A blank page raises the question, "Where to start?" Pages with scribbles, notes and nonsensical text raise a different question, "Where to stop?" Blank pages are an embarkation to places no one has ever been before and perhaps the only way to get there. People, writers included, face complications and clutter that must be cleared to properly proceed with manual action or manual writing.
When editing pages it is more important to ask of the stopping point, "Where is this going?" With that in mind, editing the clutter is easy. Being that there are no blank pages in life and that we are all subject to the results of history's scribbles and undone notes, perhaps it is always best to ask ourselves, "Where is this going?"
Just as writers remove run on sentences and turn fragmented thoughts into clear communication, people might be more successful stopping and removing continued failings and clutter in their surroundings instead of simply continuing. If one does not stop before starting, one might continue writing unintelligible notions without focus, performing futile or even destructive actions.
The clutter and complications in reality normally result from the writings or buildings of past authors, or authorities in attempts to manipulate conditions around them. These attempts at change often result in uneasy situations, having been incompletely thought out.
Stopping and starting anew is the natural and logical process by which people live daily. We all have to stop and rest everyday and then start again the next day. One can't start something new without first stopping, there are no blank pages in reality. One can't improve on the ideas and structures of the past without sometimes editing or removing past ideas and formations in their entirety. Writing is rewriting, and rewriting is editing.

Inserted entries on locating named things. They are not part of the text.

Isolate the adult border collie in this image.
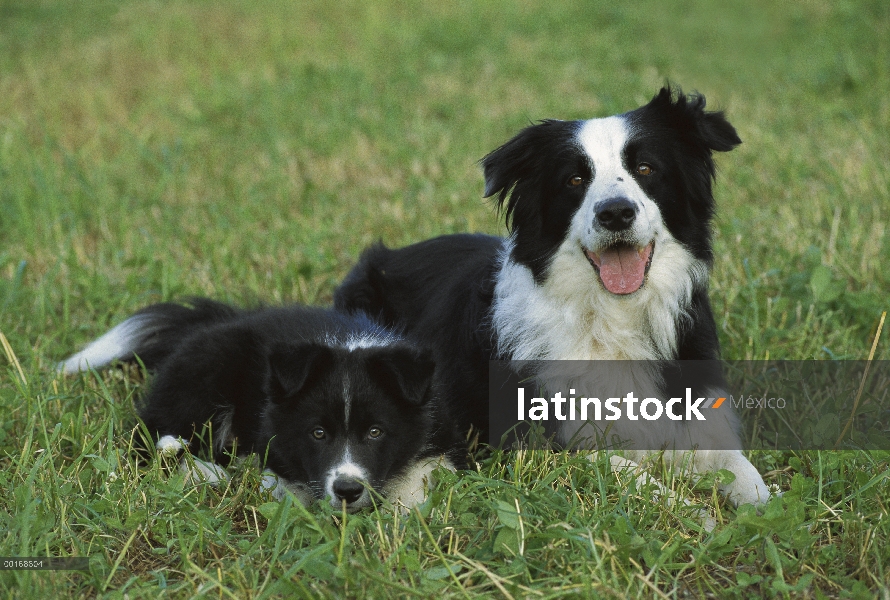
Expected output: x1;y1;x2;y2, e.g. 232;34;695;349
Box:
59;299;467;510
335;87;769;504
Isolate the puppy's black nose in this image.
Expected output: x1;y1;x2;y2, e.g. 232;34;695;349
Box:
334;477;365;504
596;198;637;231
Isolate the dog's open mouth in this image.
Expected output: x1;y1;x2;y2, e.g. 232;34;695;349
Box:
582;241;655;295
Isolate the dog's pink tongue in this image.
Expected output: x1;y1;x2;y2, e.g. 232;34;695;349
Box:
588;244;652;294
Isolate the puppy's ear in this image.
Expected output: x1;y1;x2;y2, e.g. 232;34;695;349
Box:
265;343;334;403
649;85;742;152
480;119;578;226
368;346;436;406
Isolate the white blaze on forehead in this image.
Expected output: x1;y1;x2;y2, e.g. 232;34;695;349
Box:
343;371;350;431
570;115;664;251
578;116;630;181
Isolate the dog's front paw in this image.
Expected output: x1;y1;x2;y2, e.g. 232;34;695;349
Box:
720;453;780;506
155;435;188;456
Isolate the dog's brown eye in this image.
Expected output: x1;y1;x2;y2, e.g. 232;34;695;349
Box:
637;163;652;177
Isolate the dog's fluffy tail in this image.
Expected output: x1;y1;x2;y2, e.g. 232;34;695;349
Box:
57;298;239;373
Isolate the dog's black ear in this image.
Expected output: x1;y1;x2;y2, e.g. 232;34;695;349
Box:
368;346;436;406
265;343;334;402
480;119;577;226
649;85;742;152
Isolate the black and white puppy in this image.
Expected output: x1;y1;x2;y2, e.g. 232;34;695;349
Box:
59;299;467;510
335;87;770;504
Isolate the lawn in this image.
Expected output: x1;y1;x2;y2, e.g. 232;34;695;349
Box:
0;0;890;598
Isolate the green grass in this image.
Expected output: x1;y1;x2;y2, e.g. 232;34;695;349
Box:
0;0;890;598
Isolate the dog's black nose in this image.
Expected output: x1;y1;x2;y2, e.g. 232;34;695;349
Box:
334;477;365;504
596;198;637;231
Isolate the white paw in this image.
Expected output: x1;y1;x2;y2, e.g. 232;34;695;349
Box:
720;458;777;506
156;435;188;456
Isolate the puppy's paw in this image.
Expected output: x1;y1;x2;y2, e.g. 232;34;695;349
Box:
720;458;779;506
155;435;188;456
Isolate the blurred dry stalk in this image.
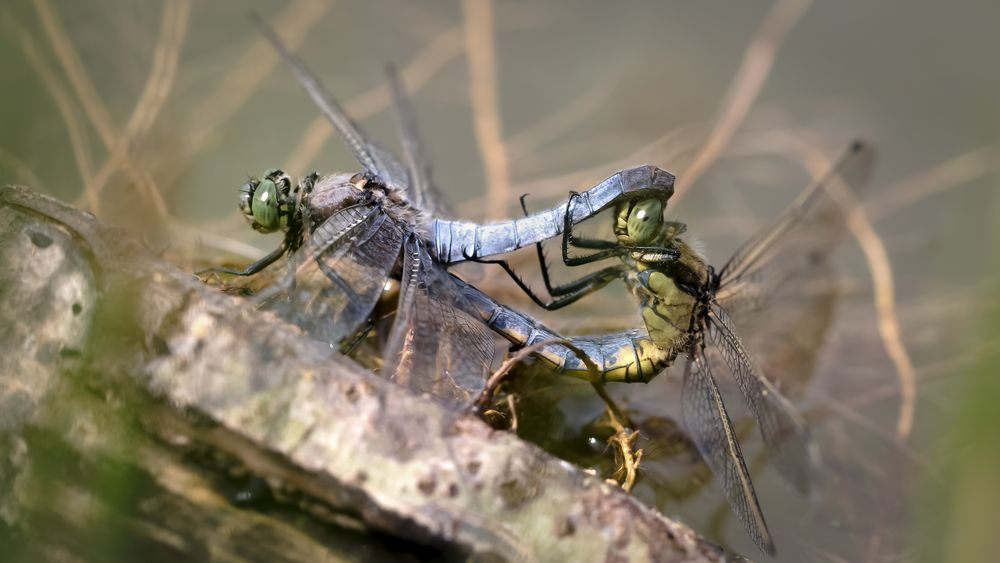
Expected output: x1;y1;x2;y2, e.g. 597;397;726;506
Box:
285;26;463;175
673;0;812;201
462;0;511;219
3;10;99;210
191;0;330;152
34;0;170;217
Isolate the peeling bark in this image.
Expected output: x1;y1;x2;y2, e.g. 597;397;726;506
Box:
0;187;724;561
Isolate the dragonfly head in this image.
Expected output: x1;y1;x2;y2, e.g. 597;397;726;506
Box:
615;199;666;246
240;168;295;233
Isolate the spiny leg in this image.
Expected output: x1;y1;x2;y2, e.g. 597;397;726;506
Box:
464;248;623;311
195;242;288;277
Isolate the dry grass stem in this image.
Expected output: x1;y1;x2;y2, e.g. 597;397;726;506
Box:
673;0;812;201
284;26;464;172
4;16;100;213
0;147;45;193
125;0;191;140
190;0;331;152
34;0;168;217
796;141;917;440
865;145;1000;220
462;0;510;219
84;0;191;209
507;74;618;162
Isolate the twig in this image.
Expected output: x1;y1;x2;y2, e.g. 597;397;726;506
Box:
34;0;169;217
673;0;812;202
0;147;45;192
191;0;330;152
462;0;510;219
78;0;191;209
284;26;463;173
794;141;917;439
3;16;99;213
865;145;1000;219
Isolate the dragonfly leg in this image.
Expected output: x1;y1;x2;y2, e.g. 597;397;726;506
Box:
465;253;622;311
195;243;288;276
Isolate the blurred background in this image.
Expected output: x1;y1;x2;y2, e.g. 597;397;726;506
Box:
0;0;1000;561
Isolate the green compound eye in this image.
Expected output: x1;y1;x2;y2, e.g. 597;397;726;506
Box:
250;178;281;233
627;199;663;244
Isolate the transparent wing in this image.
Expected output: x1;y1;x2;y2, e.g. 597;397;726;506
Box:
681;351;775;556
257;206;403;344
717;142;875;315
252;15;406;190
385;65;454;219
707;306;816;494
384;236;496;402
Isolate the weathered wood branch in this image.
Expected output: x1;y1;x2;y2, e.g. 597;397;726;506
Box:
0;187;723;561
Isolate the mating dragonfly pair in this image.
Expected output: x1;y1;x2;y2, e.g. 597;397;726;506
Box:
203;18;873;554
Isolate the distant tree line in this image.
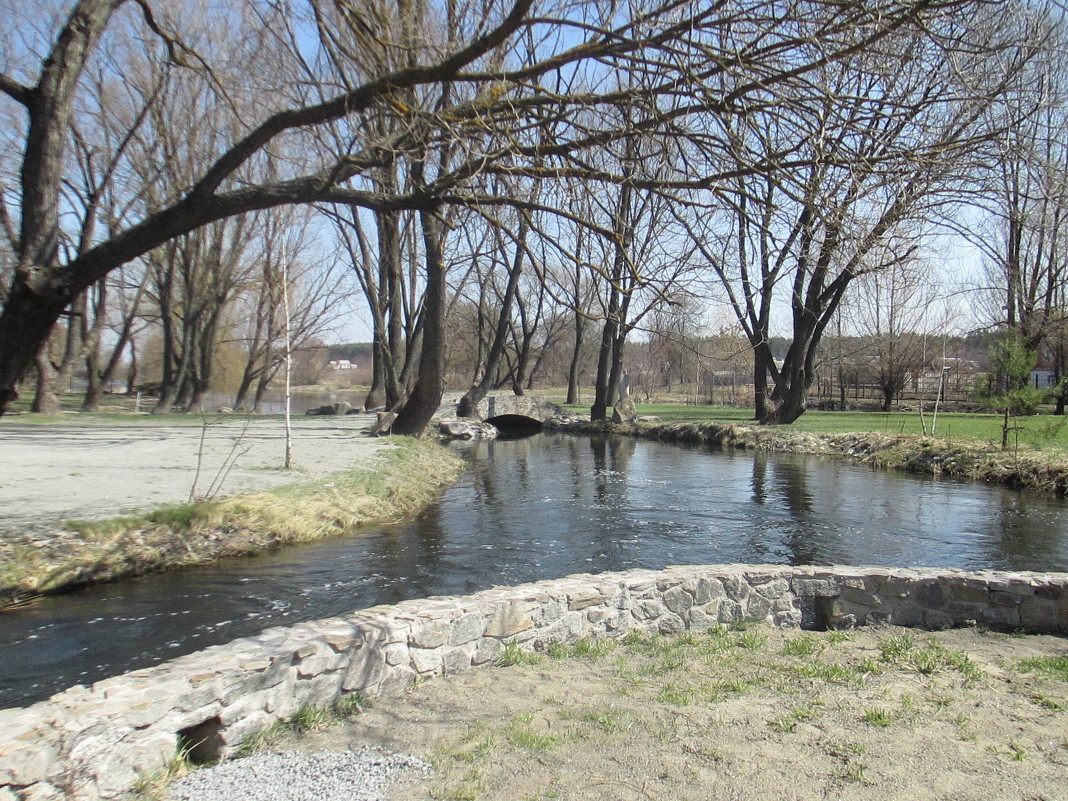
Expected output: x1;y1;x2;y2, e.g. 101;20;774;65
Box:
0;0;1068;434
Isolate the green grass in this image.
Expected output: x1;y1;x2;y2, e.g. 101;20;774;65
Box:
494;643;541;668
0;437;462;604
598;404;1068;452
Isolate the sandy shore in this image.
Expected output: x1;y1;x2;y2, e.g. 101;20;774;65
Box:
0;414;386;532
216;626;1068;801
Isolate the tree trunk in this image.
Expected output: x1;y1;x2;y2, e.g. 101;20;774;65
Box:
590;316;616;421
393;211;446;437
566;320;585;406
31;350;60;414
456;222;527;418
363;326;386;411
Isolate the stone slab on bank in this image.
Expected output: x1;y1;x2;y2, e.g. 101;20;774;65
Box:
0;565;1068;801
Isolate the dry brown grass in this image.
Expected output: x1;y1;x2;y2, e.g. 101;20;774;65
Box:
0;438;461;603
568;423;1068;496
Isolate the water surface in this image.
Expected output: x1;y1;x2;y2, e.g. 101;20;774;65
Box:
0;434;1068;707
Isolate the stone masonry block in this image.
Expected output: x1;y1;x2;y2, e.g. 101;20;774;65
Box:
449;612;486;645
753;578;790;600
485;601;534;638
408;648;442;673
567;590;604;612
744;593;771;621
471;637;502;665
408;619;449;648
663;586;693;614
693;578;727;607
723;576;753;601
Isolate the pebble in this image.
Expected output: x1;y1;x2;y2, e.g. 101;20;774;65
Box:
170;747;430;801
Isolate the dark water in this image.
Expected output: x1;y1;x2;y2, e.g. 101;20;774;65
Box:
0;435;1068;707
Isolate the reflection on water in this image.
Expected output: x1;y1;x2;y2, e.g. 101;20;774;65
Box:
0;435;1068;706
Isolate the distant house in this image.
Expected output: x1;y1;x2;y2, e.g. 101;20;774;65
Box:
1031;367;1057;390
912;358;979;393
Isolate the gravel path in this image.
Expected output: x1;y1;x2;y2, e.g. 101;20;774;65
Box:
0;414;387;533
170;747;430;801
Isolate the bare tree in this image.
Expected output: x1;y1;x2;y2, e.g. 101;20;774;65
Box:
682;10;1027;423
0;0;1033;431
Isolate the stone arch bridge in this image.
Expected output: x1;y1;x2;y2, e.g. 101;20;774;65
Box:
467;395;571;428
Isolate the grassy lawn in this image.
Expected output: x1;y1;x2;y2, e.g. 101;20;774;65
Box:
555;404;1068;452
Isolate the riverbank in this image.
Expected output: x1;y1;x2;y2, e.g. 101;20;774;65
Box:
194;624;1068;801
0;440;461;606
562;422;1068;497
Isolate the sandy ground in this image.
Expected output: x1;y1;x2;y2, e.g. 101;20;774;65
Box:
252;627;1068;801
0;414;384;532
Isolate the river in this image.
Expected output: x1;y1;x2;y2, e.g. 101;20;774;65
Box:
0;434;1068;707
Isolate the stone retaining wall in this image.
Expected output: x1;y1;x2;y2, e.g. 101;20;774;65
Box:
0;565;1068;801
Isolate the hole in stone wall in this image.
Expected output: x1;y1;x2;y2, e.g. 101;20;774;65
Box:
178;718;223;765
798;595;835;631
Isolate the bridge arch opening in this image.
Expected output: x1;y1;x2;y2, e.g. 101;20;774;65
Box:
486;414;541;434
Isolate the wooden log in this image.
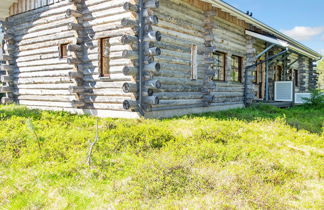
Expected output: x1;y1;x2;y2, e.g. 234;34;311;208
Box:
68;23;82;31
0;86;13;93
122;62;161;76
144;15;159;25
121;18;137;27
65;9;82;18
123;100;137;110
67;44;82;52
123;2;138;12
0;75;14;82
145;47;161;56
122;82;137;93
66;58;82;65
3;33;15;41
203;95;215;103
0;64;15;71
144;31;162;42
121;35;138;44
142;96;160;105
69;86;84;94
145;79;161;89
2;55;14;61
71;100;85;108
144;0;160;9
122;50;138;59
69;71;83;79
1;97;14;104
67;0;82;4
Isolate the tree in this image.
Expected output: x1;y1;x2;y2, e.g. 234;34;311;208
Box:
317;59;324;90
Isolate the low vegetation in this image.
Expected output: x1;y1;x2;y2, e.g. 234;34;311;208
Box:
0;106;324;209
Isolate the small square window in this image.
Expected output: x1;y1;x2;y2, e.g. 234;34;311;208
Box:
232;55;242;82
213;52;226;81
99;38;110;77
60;44;68;58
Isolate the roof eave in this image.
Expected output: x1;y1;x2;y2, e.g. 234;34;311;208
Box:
204;0;322;60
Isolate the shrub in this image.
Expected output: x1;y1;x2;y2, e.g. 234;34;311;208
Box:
302;89;324;107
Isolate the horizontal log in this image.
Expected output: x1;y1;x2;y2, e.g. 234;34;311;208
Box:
65;9;82;18
0;75;14;82
145;79;161;89
122;82;137;93
123;2;138;12
142;96;160;105
145;47;161;56
71;100;86;108
121;18;137;27
2;55;14;61
66;58;82;64
69;71;83;79
121;35;138;44
67;44;82;52
0;86;14;93
0;64;15;71
144;15;159;25
144;0;160;9
1;97;14;104
144;31;162;42
123;100;137;110
69;86;85;94
68;23;82;31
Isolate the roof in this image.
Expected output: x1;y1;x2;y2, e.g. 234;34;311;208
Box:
202;0;322;60
0;0;17;20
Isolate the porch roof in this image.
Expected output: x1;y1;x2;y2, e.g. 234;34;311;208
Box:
0;0;17;20
202;0;322;60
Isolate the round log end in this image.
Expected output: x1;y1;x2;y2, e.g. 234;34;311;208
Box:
122;82;130;93
147;89;154;96
155;31;162;42
155;63;161;71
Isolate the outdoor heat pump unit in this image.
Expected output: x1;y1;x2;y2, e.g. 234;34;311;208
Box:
274;81;294;102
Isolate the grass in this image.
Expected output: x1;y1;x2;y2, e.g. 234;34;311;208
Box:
0;106;324;209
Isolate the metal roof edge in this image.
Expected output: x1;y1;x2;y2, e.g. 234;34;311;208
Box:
203;0;323;59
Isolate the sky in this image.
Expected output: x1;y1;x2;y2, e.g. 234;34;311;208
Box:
223;0;324;55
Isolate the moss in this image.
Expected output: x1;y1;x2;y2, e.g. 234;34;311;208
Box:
0;106;324;209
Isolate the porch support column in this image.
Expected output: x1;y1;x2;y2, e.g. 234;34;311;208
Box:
308;60;318;89
298;55;308;92
244;36;256;105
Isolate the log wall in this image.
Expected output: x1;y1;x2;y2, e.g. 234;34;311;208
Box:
6;0;138;117
146;0;246;115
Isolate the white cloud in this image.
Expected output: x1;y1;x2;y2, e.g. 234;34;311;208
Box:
319;49;324;56
282;26;324;41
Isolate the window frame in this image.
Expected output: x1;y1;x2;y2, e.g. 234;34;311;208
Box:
59;43;69;59
98;37;111;77
191;44;198;80
231;55;243;83
212;51;227;82
293;69;299;87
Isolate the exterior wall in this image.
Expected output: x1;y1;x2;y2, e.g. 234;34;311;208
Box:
147;0;246;116
0;0;313;118
2;0;138;118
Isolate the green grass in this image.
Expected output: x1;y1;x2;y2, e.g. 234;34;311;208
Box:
0;106;324;209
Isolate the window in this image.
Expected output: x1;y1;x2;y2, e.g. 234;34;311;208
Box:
191;44;198;80
59;44;68;58
213;52;226;81
99;38;110;77
232;55;242;82
294;69;298;87
274;65;282;81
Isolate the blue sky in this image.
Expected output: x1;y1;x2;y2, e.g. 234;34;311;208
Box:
223;0;324;55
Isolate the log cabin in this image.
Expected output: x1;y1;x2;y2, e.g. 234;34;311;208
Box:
0;0;321;118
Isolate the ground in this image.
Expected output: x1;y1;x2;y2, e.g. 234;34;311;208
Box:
0;106;324;209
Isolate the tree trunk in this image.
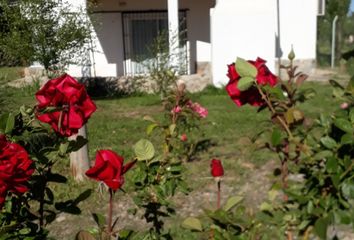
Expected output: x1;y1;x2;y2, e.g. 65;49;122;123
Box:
335;17;344;66
70;125;90;182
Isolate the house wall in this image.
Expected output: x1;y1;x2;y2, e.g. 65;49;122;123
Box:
70;0;215;77
211;0;276;86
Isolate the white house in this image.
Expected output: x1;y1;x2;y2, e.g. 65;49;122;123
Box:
69;0;323;86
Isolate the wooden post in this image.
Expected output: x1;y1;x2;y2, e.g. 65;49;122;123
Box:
70;125;90;182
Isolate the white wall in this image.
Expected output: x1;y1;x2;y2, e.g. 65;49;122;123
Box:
69;0;215;77
277;0;318;59
211;0;276;86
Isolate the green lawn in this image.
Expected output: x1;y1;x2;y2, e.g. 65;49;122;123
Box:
0;67;23;84
0;78;348;239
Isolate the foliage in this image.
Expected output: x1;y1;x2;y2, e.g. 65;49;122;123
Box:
0;106;91;239
317;0;353;65
0;0;91;71
129;86;205;239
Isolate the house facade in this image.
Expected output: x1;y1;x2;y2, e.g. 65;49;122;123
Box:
69;0;319;86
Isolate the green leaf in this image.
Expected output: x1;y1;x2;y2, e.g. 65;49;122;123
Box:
75;231;96;240
271;128;283;147
168;124;176;135
326;157;338;173
47;173;68;183
349;108;354;123
223;196;243;212
285;108;304;124
314;150;333;160
262;85;285;100
182;217;203;232
75;189;92;204
5;113;15;134
146;123;158;135
341;181;354;199
345;77;354;94
134;139;155;161
320;136;337;149
59;142;70;155
329;79;344;90
92;213;106;228
340;133;353;145
235;58;258;78
315;218;328;240
237;77;254;92
334;118;354;133
0;113;9;133
19;228;31;235
67;136;88;153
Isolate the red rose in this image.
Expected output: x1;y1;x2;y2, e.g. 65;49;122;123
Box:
181;133;188;142
0;136;34;208
226;57;278;106
210;159;224;177
36;74;96;137
86;150;136;191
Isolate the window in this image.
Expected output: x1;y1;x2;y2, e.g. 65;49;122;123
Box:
122;11;188;75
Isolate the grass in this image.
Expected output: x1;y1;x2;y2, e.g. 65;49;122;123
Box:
0;67;23;84
0;78;348;239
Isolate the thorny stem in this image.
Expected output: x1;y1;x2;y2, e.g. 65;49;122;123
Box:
256;83;293;240
256;83;293;138
108;189;113;236
216;179;221;209
38;166;51;227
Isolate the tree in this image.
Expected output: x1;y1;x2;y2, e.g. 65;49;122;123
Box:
318;0;350;65
0;0;91;71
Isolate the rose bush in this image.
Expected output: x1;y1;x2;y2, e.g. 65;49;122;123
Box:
86;150;135;191
0;135;34;209
226;57;278;106
210;159;224;177
36;74;96;137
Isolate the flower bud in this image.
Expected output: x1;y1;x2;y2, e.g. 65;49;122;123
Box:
288;46;295;61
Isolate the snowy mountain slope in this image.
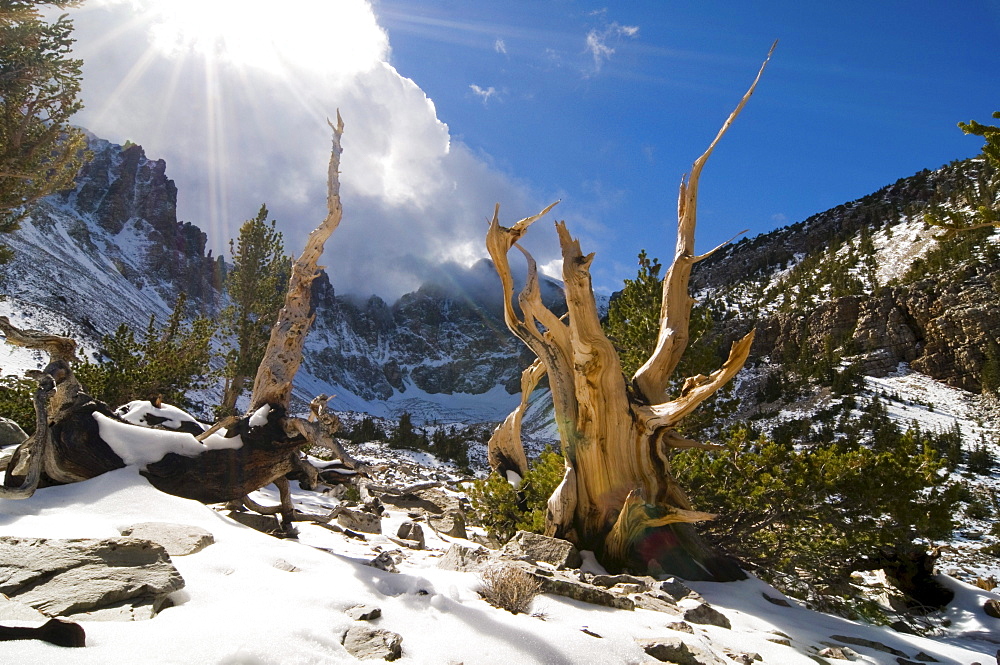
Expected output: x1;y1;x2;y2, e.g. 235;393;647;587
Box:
0;137;562;422
0;460;1000;665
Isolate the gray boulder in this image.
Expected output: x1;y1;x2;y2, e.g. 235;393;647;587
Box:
427;509;469;540
122;522;215;556
684;603;733;629
343;623;403;661
337;508;382;534
656;577;705;601
639;637;726;665
396;522;425;550
500;531;583;570
520;564;635;610
368;552;403;573
0;537;184;619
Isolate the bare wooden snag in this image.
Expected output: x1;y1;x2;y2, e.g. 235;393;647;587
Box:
0;112;358;525
486;46;774;581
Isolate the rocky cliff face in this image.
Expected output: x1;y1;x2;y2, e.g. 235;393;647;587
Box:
0;137;561;421
0;136;219;346
305;261;552;408
692;160;1000;392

In order to effectively grapple bad ideas, in order to properly edit poorly written and improper presentations of any sort, one must begin by deciding what to eliminate. In life, it is always more effective to understand first what to stop and then what to start.
Elimination of nonsensical gibberish encountered in rewriting and living is of the utmost importance, but before erasure, decisions of deletion must be made. Contemplation of which nouns, verbs and poor words are worthy of being kept and which are worthy of being destroyed is no trivial matter.
In writing, certain rules must be applied, as in living. Not the written, changeable rules written by some prior authority, but the universal laws and instructions. Rules of grammar and rules of manner are only written by authorities, universal laws are far different. Language and life have certain elements which contain many of the same formations. Sometimes prior authors and authorities leave so much clutter that the entirety must be tossed and sometimes those prior leave sacred identifiable buildings.
George Orwell is an example of a writer who tackled blank pages leaving many valuable nuggets and notes for the future. He presented six rules to consider as a way to better one's writing. All are at once acceptable as sensible, for the rules are applicable not only to pages, but also in life.
Never use a metaphor, simile, or other figure of speech which you are used to seeing in print.
Never use a long word where a short one will do.
If it is possible to cut a word out, always cut it out.
Never use the passive where you can use the active.
Never use a foreign phrase, a scientific word, or jargon word if you can think of an everyday English equivalent.
Break any of these rules sooner than say anything outright barbarous.